Till now, I havn’t got a definitive answer about what a distributed L2 (and L3)
should behave.
More about physical switch ARP aging
The cisco switch maintains a ARP timer for each IP, which defaults to 1500s
(25
minutes) [4].
LEAF # show ip arp vrf test | in 2001
10.6.2.227 00:01:12 fa16.xxxx.97c7 Vlan2001
10.6.2.228 00:01:15 fa16.xxxx.97c8 Vlan2001
10.6.2.229 00:01:33 fa16.xxxx.97c9 Vlan2001
If there are no frames originated from this ARP for 19
minutes, it will send a gratuitous ARP to this IP (host).
Host $ tcpdump -en -i eth0 ether src 00:11:22:33:44:55
15:26:31.650401 00:11:22:33:44:55 > fa:16:xx:67, vlan 2001, ARP, Request who-has 10.6.2.241 (fa:16:xx:67) tell 10.6.2.1
15:27:06.023959 00:11:22:33:44:55 > fa:16:xx:c5, vlan 2001, ARP, Request who-has 10.6.2.73 (fa:16:xx:c5) tell 10.6.2.1
15:27:07.594005 00:11:22:33:44:55 > fa:16:xx:aa, vlan 2001, ARP, Request who-has 10.6.2.7 (fa:16:xx:aa) tell 10.6.2.1
3.5 Fixup
This problem was raised by the distributed L2 GW behavior, but actually it is a configuration error inside host: we should always make sure intermediate forwarding devices (OVS bridges in our case) have a longer aging time than instance itself, and physical switch ARP aging time.
Linux kernel’s ARP aging machanism is really complicated, rather than one or
several parameters, it is controlled by a combination of parameters and a state
machine, refer to this post [3] if you are
interested. Set OVS fdb aging to 1800s
is safe enough for us:
$ ovs-vsctl set bridge br-int other_config:mac-aging-time=1800
$ ovs-vsctl set bridge br-bond other_config:mac-aging-time=1800
(Above configurations survive OVS and system reboot.)
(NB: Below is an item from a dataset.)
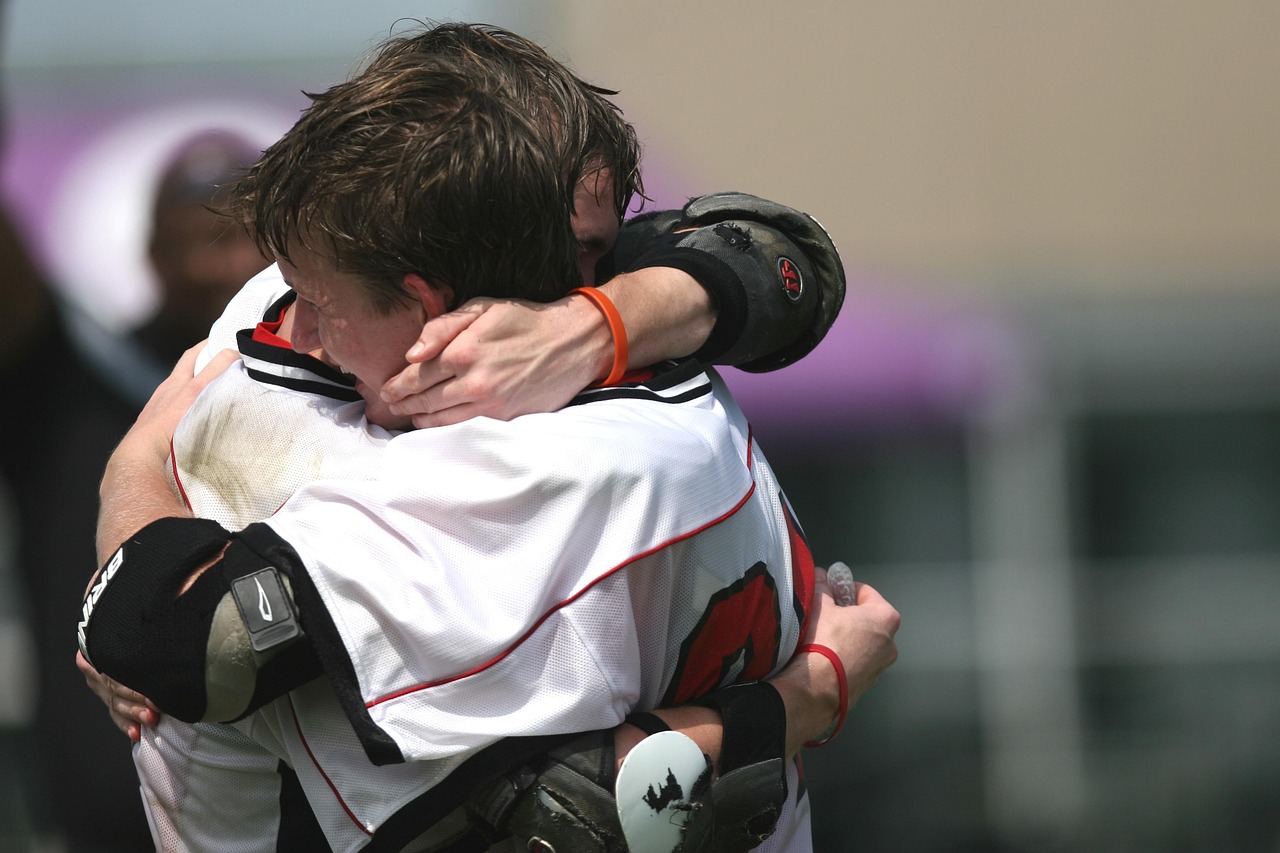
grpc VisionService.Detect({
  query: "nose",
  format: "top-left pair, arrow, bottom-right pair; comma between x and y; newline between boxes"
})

After this configuration, the problem disappeared:
Fig. 3.1 Problem disappeared
4 Summary
The kernel usually has a
longer ARP aging time than OVS fdb (default 300s), thus in some cases, when the
gateway’s MAC entry is still valid in ARP table, it is already stale in OVS fdb.
So the next egress packet (with dst_mac=GW_MAC
) to the gateway will trigger
OVS unicast flooding.
When received a correctly responded packet from gateway, OVS fdb will flush
gateway’s MAC entry, then subsequent unicast flooding will stop (turned to
normal L2 forwarding as OVS knowns where GW_MAC
is).
The real catastrophe comes when gateway responded incorrectly, to be specific:
- the gateway is a distributed L2 gateway, with a virtual MAC and many instance MACs (the same idea of VIP and instance IPs in load balancers)
- egress traffic from container to gateway uses gateway’s virtual MAC
- responded traffic from gateway to container uses one of its real MAC (instance MAC)
In this case, the OVS fdb will not be flushed, so OVS will unicast-flood every egress packet of the container which are destinated for the gateway, until the gateway proactively advertises its virtual MAC to container, or container initiates a proactive ARP request to gateway - this flooding period may persist for minutes, and all traffic in the same VLAN (or even in the entire OVS if VLAN not used) will be accumulated/copied to every instance that connected to OVS.
This may cause severe problems (e.g. packet drop) if you have QoS settings for the OVS interfaces that containers are using.